In the field of molecular medicine, imaging and mass spectrometry techniques are being used in collaboration with our corporate partner PROGEN Biotechnik to research the use of multiplex immunohistochemistry mass spectrometry for the tissue characterization of malignant lesions and to evaluate and validate its routine clinical use in a clinical study. This has two implications for the M²OLIE closed-loop process. On the one hand, a targeted therapy decision can be made on the basis of tumor (sub)classification to improve patient care. For this purpose, multiplex immunohistochemistry mass spectrometry is used to simultaneously read out a large number of biomarkers on a single tissue section after biopsy, provided that suitable antibodies are available, and to analyze and interpret their co-localization in the tissue. On the other hand, the approach can be used as a diagnostic tool in molecular medicine to enable rapid tissue classification within interventional radiology. This serves to characterize the targets of theranostic ligands, which could subsequently be used as targeted, tumor-specific therapeutics. This means that in the future, the M²OLIE Clinic will have one of the most modern biomedical analysis methods for tissue diagnostics at its disposal.
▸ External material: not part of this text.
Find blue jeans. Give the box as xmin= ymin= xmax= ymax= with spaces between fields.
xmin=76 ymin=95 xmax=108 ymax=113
Currently, there are insufficient numbers of optimally adapted tumor-specific radiopharmaceuticals available for the sensitive and specific imaging of target lesions using PET and their highly efficient targeted therapy using endoradiotherapeutics. Ideally, these theranostic radiopharmaceuticals should also be able to address and overcome the heterogeneity of tumor disease. As part of this work, new radiopharmaceuticals for the complete and highly sensitive imaging and characterization of tumor foci are therefore being researched, and the findings are being applied to the development of endoradiotherapeutics adapted to the disease (in particular α-emitters based on antibodies, their fragments, and nanoparticulate systems) adapted to the disease, and, in collaboration with the company partner Elysia, their GMP-compliant automated production for clinical application is being researched.